Le regard se veut sans jugement moral ni pathos : Michels n’ignore pas que le fonctionnement quasi militaire des organisations ouvrières résulte de la nécessité impérieuse de constituer des structures de combat à même d’affronter la répression féroce de la bourgeoisie. Toutefois, observe-t-il, lorsqu’elles se développent et s’insèrent davantage dans la société, à l’exemple du SPD, leurs méthodes autoritaires ne disparaissent pas.

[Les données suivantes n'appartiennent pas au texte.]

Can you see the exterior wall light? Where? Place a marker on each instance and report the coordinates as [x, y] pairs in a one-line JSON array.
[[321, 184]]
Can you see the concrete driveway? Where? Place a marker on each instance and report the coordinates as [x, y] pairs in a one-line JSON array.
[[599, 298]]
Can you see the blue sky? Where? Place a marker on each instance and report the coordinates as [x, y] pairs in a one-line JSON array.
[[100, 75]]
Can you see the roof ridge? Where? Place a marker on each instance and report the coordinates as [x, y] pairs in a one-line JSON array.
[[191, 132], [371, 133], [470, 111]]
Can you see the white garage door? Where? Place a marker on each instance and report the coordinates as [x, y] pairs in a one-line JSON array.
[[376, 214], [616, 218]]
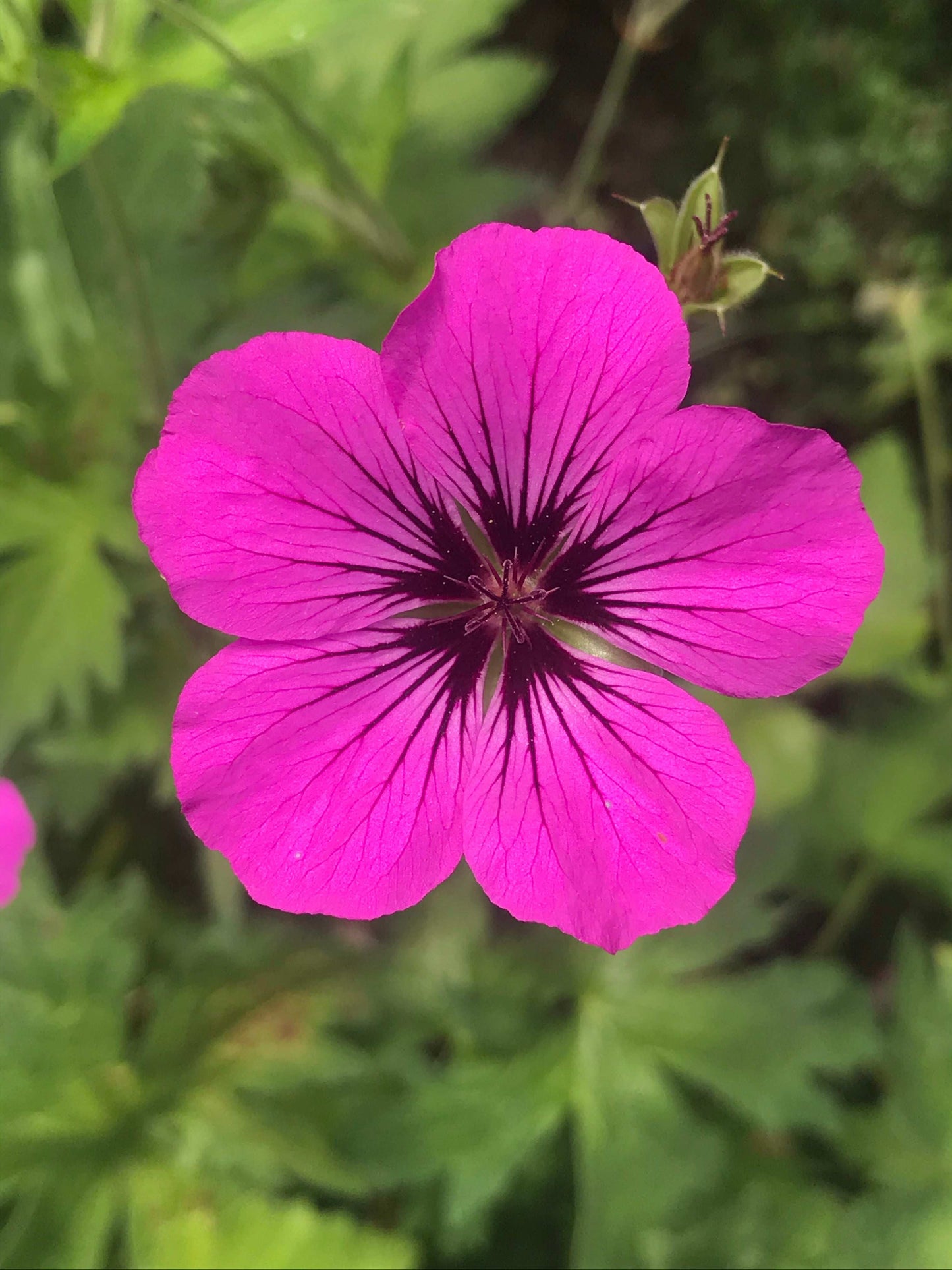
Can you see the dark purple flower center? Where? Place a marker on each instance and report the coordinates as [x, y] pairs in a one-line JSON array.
[[509, 598]]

L’explication première avancée par l’auteur renvoie à la spécialisation des tâches induite par la division du travail : plus l’organisation s’étend, plus son administration s’avère complexe, et moins le contrôle démocratique est à même de s’exercer véritablement. Le travail de mobilisation politique, et partant le fonctionnement quotidien, requiert un personnel dévoué à l’exercice des activités administratives ou de direction. Inévitablement, ce personnel manifeste des connaissances spécifiques (en droit ou en économie, par exemple) et un savoir-faire (concevoir des discours, rédiger des textes…) que tout un chacun ne possède pas spontanément. D’où le rôle essentiel joué par les intellectuels au sein des mouvements ouvriers : « Seul le socialiste d’origine bourgeoise possède ce qui manque encore totalement au prolétariat : le temps et les moyens de faire son éducation politique, la liberté physique de se transporter d’un endroit à un autre et l’indépendance matérielle sans laquelle l’exercice d’une action politique au sens vrai et propre du mot est inconcevable. »

Michels teinte son analyse de considérations psychologiques sur le besoin des masses d’être guidées par des chefs ou sur la propension des représentants à considérer leur mandat comme une charge à vie. Mais le substrat de son analyse relève d’abord de la sociologie. Les conceptions et les goûts politiques des individus sont déterminés par leurs origines sociales et leurs conditions de vie. Le journaliste, même dévoué au prolétariat, n’a pas la même expérience du monde que l’ouvrier métallurgiste.

Certes, le prolétariat a besoin de transfuges de la bourgeoisie ; mais il a tout autant besoin de former et de promouvoir à la direction des partis qui le représentent des éléments issus de la classe ouvrière (lire « Comment un appareil s’éloigne de sa base »). Même d’extraction populaire, cependant, les cadres des partis peuvent s’éloigner du monde du travail et des préoccupations de la base des adhérents. Lorsqu’il décrit une bureaucratie encline à adopter un mode de vie petit-bourgeois et à défendre des positions trop timorées à son goût, Michels songe directement au SPD.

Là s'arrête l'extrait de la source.